Last week saw the start of a landmark legal case in the Botswana High Court that aims to challenge the ban on homosexuality in this Southern African country. 

According to Mambaonline a gay man, who has only been identified as LM, is calling for the court to declare sections of the Penal Code that outlaw consensual same-sex sexual conduct between adults unconstitutional. The applicant was supported by the organisation Lesbians, Gays, and Bisexuals of Botswana (Legabibo). 

Under sections 164 and 167 of Botswana’s penal code, those found guilty of having “carnal knowledge of any person against the order of nature” and engaging in “indecent practices between persons”, can face up to seven years in jail.

In his opening statement read out to the court, LM argued that the laws limit him “to interact with others who identify in the same way for fear of imprisonment.” He also continued to say that they “are not looking for people to agree with homosexuality, but to be tolerant [towards those who identify as LGBTI].”

LM’s legal team also set out to show that the anti-LGBTI provisions of the Penal Code “unconstitutionally discriminate against LGBTI people” including exposing them to “high levels of violence”, as well as “restricting their access to HIV services”. 

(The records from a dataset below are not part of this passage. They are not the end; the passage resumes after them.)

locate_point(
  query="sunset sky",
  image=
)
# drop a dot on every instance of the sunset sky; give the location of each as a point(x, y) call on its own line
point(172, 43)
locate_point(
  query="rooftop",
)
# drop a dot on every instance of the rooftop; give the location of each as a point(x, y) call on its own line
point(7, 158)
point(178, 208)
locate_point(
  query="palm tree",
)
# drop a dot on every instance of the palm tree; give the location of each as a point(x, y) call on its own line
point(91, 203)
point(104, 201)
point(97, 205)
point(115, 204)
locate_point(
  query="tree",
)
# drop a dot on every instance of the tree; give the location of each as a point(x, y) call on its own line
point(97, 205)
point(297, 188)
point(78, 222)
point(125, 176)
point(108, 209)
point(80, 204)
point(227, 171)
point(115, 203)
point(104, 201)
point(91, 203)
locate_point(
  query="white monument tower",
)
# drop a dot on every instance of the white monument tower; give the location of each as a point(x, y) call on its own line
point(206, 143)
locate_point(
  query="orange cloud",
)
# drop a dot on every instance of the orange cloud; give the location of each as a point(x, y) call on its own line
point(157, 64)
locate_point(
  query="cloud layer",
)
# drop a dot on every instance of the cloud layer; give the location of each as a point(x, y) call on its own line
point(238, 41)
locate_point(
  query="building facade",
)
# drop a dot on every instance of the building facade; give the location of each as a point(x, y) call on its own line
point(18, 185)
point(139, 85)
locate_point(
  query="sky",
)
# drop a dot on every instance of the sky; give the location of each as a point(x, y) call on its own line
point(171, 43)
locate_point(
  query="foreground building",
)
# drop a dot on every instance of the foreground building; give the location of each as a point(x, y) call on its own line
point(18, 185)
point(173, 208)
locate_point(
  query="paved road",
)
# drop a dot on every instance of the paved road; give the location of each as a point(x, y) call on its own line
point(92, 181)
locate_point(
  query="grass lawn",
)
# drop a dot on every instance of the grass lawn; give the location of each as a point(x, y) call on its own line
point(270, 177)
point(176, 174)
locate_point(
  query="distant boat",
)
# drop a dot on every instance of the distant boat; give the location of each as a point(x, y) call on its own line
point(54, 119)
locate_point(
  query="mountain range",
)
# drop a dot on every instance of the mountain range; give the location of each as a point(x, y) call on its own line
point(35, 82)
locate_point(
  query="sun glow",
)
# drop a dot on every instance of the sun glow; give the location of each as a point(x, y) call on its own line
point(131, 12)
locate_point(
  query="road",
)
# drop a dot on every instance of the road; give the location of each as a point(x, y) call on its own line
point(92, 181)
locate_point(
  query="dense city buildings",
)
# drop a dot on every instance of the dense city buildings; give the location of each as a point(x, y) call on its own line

In turn, Botswana’s Attorney General made various arguments against repealing the laws. Among those were a suggestion that homosexuality “was a Western fueled practice”, alongside an argument that the case was “not about homosexuals but about protecting the morals of society.” 

Mambaonline reports that the  Attorney General also questioned the credibility of Legabibo, due to the fact that the organisation receives international funding.